Conchas, insectos, fósiles, minerales, flores…, se convirtieron en los elementos más característicos de los pisapapeles de la primera mitad del siglo veinte. Por aquel entonces, el cristal italiano no tuvo más remedio que hacer hueco al de Bohemia, Baccarat, La Granje y Lalique.
Quizás el pisapapeles más sencillo, pero no por ello el menos historiado, es el que estuvo en el despacho oval durante el mandato del 35º presidente de los Estados Unidos, John F. Kennedy.
Era un pisapapeles de coco donde aparecía garabateado un mensaje con un cuchillo: “11 vivos… necesitan barco pequeño”. Un sencillo S.O.S. que salvó su vida y la de diez compañeros más durante la Segunda Guerra Mundial y que le convirtió en un héroe de guerra.
En el Art Institute of Chicago hay una colección de más de trescientos pisapapeles, la mayoría elaborados con cristal de Baccarat, el más fino y famoso del mundo.
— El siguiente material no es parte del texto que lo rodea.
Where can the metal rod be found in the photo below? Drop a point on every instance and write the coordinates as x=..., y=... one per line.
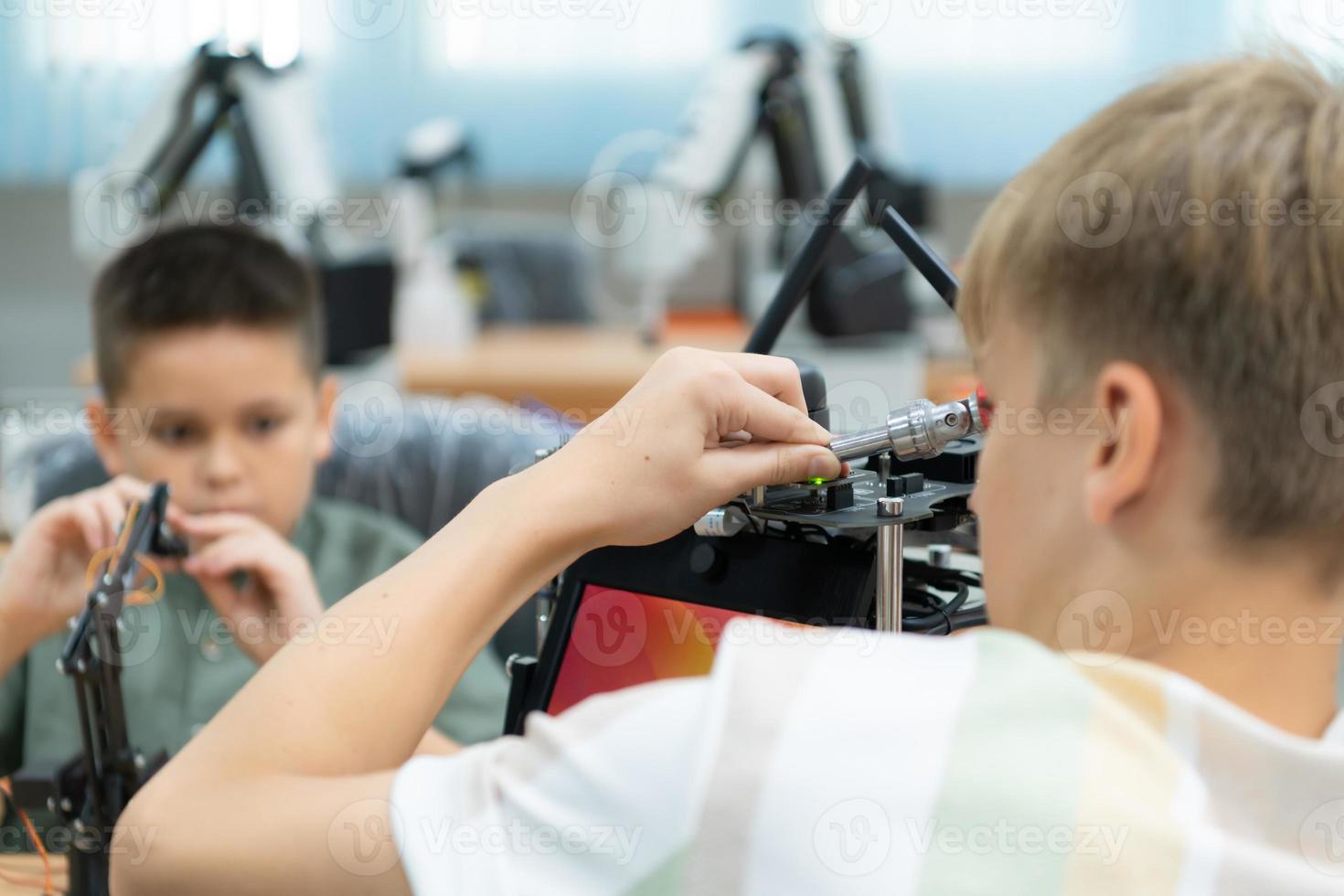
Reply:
x=923, y=258
x=890, y=577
Este cristal comenzó a fabricarse en 1764 y se convirtió en muy poco tiempo en el cristal favorito de las monarquías europeas. Los reyes encargaban, a la fábrica madre que se encontraba en el pueblo de Baccarat, en la Lorena francesa, modelos únicos e irrepetibles.
Actualmente, los que alcanzan un precio más elevado en las subastas de Christie’s son los pisapapeles elaborados con cristal de Baccarat y conocidos como millefiori.
En su fabricación se trataba de juntar varillas de cristales de diferentes colores, calentarlas y sacarlas para hacer varas delgadas que, vistas desde el extremo, parecían flores. Al cortar las varas en trozos se conseguían muchas flores, que se sujetaban con sumo cuidado y se colocaban dentro de la cúpula de cristal que intensifica el efecto del dibujo. Una verdadera joya de escritorio, eso sí, al alcance de muy pocos.